OpenShift Virtualization is a hybrid between virtualisation and containerisation – it allows you to run VMs in your OpenShift cluster, as if they were containers, using a single platform and a consistent set of tools.  You can then choose to modernise your legacy VM-based applications over time, or leave them as VMs.

The advantages of this approach are:

1. Lower TCO: You have a cloud-native approach to VM management without the cost of proprietary software.

2. Flexibility: You get traditional VM behaviour while your VMs participate in modern DevSecOps and GitOps pipelines via Infrastructure as Code.

3. Resilience and Scalability: You can manage your VM fleet with a single pane of glass and modern dashboard technology.

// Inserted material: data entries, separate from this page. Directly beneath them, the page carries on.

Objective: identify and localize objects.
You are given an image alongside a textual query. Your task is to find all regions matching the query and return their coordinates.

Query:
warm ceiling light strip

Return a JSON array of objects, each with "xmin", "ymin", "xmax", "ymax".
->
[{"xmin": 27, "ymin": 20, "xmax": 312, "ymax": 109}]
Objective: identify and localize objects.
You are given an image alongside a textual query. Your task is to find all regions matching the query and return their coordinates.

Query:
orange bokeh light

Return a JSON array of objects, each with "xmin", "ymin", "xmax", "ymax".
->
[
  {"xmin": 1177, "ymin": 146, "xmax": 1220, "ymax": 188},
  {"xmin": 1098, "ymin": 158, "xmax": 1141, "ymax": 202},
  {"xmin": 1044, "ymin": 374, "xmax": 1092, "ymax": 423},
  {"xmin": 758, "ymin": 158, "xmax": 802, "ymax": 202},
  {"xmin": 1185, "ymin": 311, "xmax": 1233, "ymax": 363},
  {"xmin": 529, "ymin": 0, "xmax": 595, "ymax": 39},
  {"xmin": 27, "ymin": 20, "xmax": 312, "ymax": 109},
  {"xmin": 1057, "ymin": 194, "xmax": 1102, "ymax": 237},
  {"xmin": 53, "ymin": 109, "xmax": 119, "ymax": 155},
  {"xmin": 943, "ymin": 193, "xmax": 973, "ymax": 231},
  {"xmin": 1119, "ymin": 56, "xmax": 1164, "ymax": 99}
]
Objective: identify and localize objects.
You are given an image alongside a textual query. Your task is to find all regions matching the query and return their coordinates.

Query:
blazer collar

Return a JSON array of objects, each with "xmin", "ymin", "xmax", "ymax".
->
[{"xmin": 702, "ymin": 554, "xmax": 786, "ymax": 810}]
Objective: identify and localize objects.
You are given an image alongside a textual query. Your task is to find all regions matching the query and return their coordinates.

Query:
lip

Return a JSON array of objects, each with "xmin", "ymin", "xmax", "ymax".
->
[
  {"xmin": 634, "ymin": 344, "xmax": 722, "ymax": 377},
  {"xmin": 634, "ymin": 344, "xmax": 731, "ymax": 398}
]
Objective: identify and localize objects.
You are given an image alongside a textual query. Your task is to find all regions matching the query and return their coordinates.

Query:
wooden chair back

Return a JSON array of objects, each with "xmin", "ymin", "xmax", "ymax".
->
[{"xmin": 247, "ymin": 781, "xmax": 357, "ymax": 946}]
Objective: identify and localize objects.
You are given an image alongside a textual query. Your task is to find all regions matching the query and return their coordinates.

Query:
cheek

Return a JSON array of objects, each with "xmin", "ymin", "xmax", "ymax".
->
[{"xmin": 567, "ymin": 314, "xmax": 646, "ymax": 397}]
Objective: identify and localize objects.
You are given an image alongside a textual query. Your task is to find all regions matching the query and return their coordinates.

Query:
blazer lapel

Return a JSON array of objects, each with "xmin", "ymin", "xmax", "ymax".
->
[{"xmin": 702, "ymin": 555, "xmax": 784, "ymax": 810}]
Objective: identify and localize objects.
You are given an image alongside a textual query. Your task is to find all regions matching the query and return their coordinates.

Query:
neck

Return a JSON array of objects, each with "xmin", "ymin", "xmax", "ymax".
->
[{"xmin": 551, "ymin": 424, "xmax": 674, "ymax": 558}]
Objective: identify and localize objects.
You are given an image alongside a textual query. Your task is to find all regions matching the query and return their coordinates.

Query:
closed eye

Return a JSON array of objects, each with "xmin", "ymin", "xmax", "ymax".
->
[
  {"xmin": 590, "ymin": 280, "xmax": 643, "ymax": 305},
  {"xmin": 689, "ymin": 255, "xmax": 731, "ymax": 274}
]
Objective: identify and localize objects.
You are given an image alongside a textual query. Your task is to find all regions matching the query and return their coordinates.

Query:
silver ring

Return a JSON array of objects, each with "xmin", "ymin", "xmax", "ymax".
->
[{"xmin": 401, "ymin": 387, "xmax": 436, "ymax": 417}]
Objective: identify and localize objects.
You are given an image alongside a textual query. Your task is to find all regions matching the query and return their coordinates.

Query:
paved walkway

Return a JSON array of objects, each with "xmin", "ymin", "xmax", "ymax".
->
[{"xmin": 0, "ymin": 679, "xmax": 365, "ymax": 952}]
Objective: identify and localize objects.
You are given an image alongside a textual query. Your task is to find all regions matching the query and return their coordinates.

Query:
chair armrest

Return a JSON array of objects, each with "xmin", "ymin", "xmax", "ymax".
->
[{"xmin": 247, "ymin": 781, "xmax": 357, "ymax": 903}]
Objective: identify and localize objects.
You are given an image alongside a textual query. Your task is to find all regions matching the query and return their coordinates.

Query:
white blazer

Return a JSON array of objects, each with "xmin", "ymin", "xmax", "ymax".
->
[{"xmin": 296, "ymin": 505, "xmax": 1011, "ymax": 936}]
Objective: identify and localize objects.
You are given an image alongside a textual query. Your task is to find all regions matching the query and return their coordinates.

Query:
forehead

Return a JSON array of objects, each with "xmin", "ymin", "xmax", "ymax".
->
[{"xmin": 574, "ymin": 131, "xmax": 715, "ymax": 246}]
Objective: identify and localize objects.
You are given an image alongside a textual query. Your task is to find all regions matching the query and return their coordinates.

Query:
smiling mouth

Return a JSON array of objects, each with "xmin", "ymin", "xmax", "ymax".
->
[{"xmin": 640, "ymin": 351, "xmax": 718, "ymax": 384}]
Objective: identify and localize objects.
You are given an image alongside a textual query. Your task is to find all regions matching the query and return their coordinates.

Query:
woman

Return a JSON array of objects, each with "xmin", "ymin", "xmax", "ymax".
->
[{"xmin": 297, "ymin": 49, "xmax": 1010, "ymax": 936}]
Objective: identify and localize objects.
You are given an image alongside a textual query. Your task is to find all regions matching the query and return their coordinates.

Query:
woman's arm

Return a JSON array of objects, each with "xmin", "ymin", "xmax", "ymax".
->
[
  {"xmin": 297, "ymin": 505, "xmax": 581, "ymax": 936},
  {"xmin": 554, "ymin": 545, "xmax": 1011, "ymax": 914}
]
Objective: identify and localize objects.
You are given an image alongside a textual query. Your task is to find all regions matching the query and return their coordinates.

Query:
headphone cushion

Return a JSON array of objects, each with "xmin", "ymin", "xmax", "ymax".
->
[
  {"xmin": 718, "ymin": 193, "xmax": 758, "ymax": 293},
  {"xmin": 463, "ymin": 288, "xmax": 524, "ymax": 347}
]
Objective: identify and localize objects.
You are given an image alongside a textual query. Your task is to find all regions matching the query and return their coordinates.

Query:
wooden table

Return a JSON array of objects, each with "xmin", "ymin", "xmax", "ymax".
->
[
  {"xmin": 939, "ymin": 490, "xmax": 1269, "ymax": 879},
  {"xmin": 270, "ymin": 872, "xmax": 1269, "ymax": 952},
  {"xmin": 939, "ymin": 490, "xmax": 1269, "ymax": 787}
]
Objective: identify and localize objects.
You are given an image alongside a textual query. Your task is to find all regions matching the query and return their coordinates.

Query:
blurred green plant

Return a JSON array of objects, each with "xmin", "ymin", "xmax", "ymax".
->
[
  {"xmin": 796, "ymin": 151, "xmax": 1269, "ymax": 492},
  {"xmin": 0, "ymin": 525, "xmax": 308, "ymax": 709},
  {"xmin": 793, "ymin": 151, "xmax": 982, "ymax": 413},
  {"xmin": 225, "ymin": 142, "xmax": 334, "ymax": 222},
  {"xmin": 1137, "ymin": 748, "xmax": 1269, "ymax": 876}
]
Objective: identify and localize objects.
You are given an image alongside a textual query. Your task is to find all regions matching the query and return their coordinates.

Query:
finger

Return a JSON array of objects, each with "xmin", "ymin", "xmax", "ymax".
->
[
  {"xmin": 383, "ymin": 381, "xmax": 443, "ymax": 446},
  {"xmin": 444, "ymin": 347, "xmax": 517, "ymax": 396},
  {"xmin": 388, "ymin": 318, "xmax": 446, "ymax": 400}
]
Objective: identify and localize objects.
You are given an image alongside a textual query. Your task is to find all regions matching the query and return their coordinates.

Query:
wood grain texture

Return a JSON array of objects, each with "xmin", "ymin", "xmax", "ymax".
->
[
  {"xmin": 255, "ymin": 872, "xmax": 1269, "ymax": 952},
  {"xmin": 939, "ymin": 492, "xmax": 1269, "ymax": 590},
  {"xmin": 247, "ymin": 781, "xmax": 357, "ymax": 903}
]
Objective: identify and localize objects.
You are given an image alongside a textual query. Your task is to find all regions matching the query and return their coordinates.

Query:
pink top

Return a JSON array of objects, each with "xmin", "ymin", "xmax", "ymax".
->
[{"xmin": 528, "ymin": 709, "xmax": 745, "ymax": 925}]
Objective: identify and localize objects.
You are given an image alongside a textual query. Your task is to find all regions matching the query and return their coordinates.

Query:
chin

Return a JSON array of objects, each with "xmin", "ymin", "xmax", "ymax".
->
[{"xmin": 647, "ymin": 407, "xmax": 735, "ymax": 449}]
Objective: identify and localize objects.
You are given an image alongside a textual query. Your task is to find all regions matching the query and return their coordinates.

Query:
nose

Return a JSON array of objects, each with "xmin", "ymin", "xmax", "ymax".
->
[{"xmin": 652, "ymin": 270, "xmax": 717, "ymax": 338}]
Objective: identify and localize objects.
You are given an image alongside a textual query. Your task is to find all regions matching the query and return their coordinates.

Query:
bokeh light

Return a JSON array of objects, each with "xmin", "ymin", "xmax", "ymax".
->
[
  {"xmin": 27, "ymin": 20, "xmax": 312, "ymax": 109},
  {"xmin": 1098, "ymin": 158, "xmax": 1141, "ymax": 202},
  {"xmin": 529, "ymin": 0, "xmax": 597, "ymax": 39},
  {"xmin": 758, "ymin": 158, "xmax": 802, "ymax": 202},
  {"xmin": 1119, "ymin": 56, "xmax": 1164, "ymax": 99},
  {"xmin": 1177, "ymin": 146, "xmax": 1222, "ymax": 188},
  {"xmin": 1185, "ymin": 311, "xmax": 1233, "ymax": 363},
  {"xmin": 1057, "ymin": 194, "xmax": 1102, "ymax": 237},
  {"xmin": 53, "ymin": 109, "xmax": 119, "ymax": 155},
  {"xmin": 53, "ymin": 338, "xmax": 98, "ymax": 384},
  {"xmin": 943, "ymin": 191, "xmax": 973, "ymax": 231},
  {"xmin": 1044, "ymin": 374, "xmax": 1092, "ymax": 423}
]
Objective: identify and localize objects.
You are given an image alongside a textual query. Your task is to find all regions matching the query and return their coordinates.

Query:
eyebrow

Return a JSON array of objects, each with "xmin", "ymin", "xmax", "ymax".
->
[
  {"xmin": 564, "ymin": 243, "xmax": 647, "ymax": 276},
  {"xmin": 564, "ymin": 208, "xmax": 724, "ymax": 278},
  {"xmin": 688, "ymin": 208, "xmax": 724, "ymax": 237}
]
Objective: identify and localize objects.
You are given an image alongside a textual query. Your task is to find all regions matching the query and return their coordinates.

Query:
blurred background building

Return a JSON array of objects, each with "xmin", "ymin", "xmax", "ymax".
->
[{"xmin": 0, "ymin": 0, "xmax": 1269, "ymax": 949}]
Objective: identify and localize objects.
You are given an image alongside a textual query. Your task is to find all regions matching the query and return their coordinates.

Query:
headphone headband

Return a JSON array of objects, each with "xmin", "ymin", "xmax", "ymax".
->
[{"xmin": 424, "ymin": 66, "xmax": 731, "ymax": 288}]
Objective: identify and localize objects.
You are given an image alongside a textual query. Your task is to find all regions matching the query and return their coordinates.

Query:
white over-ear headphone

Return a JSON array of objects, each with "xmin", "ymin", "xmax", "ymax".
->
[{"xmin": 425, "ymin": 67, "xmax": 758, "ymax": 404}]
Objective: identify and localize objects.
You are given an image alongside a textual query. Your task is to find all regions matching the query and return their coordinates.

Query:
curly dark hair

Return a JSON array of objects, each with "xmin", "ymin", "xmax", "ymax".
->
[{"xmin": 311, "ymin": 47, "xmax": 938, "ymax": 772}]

This could be a great fit if you already have an OpenShift cluster on bare metal, as OpenShift Virtualization is included as part of the OpenShift Container Platform (OCP), OpenShift Platform Plus (OPP) and OpenShift Kubernetes Engine (OKE) products.

How can Tier 2 help?

Virtualisation is a large and complex field, and changes to your critical infrastructure shouldn’t be undertaken lightly! At Tier 2, our infrastructure consultants will be happy to discuss your requirements, design your next-generation virtualisation platform, implement it, and help you migrate to it.

Working with you, we follow a risk-focused approach for solving the logistical challenge of large scale VM migration, using the following steps:

1. Application Portfolio Assessment – We assess your application portfolio to determine priorities and set the agenda for modernisation.

2. Candidate Applications – We prove and pilot the migration approach with one or two workloads, building reference implementations from real-world applications.

3. Migration Factory – We adapt the results of a pilot into a repeatable delivery pattern allowing the approach to scale, applying lessons learnt and enabling repeatability.